One does not have to be limited to the use of only one 
graphics card, because using technologies such as NVIDIA’s 
Scalable Link Interface (SLI) or ATI’s competing Crossfire 
Technology, multiple cards can be configure to run together.  
This in turns allows for increased processing power and the 
ability to divide the work balance.  In Fig. 3 the architectural 
diagram of a typical GPU is shown. 
The stream processor of the GPU consists of three concurrent 
processing phases, i.e. the vertex shader, geometry shader and 
fragment shader.  Each of these can be programmed individually 
by custom short programs called “shader programs” which can 
include (except for the input image texture) additional image 
textures and attributes as input. 
The vertex processor is responsible for computing vertex 
shader programs.  It replaces part of the geometry stage of the 
graphics pipeline by providing the ability to transform and 
manipulate individual incoming vertices [3] or polygon corners. 
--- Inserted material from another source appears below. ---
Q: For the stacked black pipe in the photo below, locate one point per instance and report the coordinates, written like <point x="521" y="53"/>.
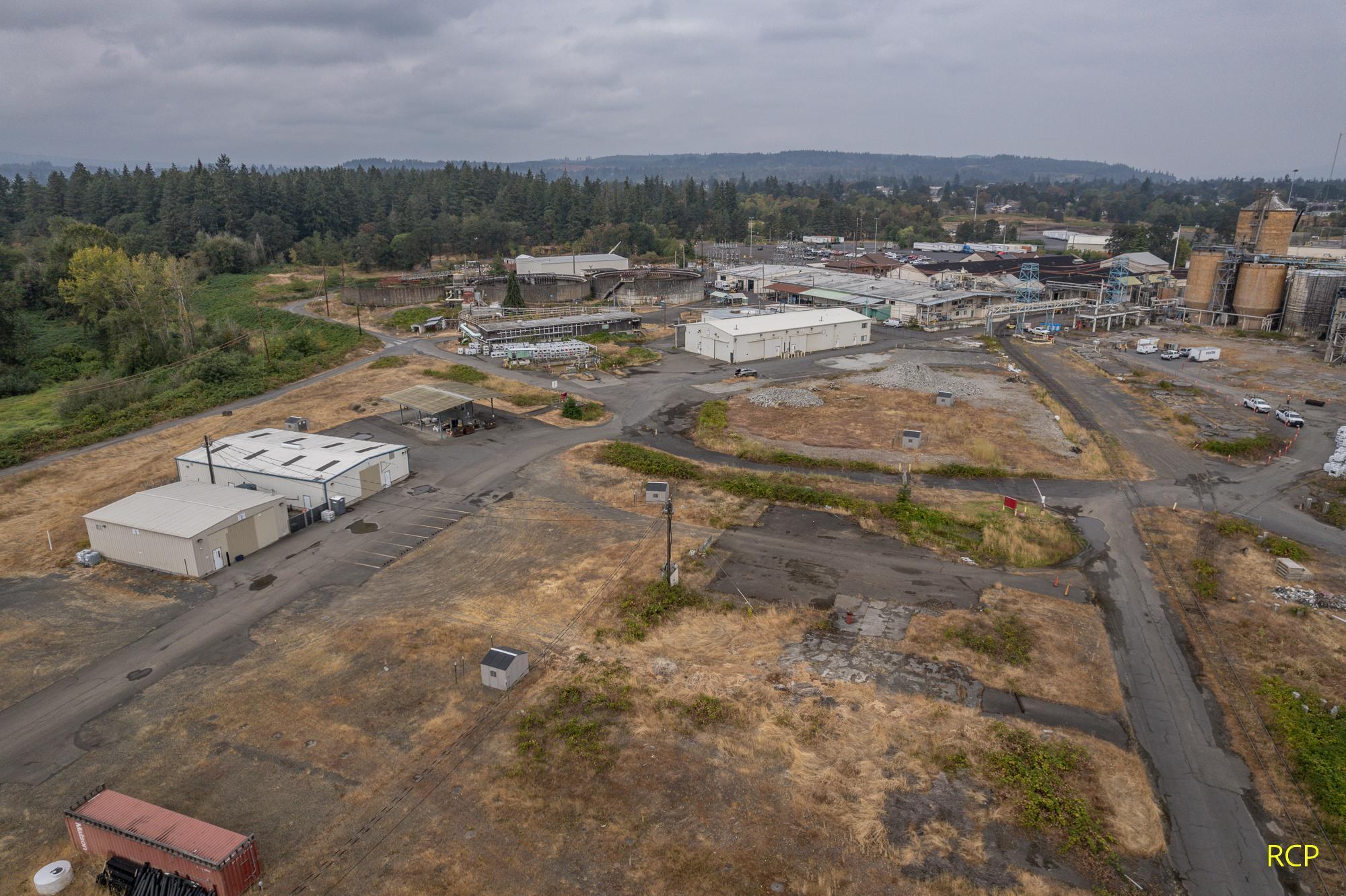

The geometry processor differs from other well known shader 
processors which replace well known fixed pipeline tasks.  This 
processor processes complete geometric primitives that form the 
basis structure of an object or model in your virtual 
environment. 
The fragment processor discards, declares or determines what 
colour a pixel fragment should be by processing the 
corresponding fragment program for each rendering pixel [4]. A 
fragment is considered to be all data needed in the process of 
generating a pixel in the frame buffer.  
The new generation of GPUs consist of a number of 
processors which are multipurpose processors in nature and can 
 run the same set of shader program pairs on multiple vertices, 
primitives and fragments simultaneously. 
During the rendering phase of applications, the image 
processing tasks starts out as models or geometric shapes. These 
shapes can be broken down into vertices, facets and their 
connectivity information.  This data is used to reconstruct or 
render the virtual world.  Firstly, vertices are processed, 
translated and transformed by the vertex processor, which in 
turn allows the geometric processor to statically or dynamically 
link related vertices.  Finally the fragment processor takes over 
and declares each pixel fragment’s colour information. After this 
the information is passed to a frame buffer.  
 
 
Figure 3: Architectural overview of the GPU 
 
The instruction set of a graphics processing unit consists of 
special mathematical operations usually used in the high-end 
rendering process, but which is still applicable to other scientific 
fields. To harness the stream processing power of the GPU, one 
must first break down and map complex real world problems to 
the rules and constraints of the GPU architecture. 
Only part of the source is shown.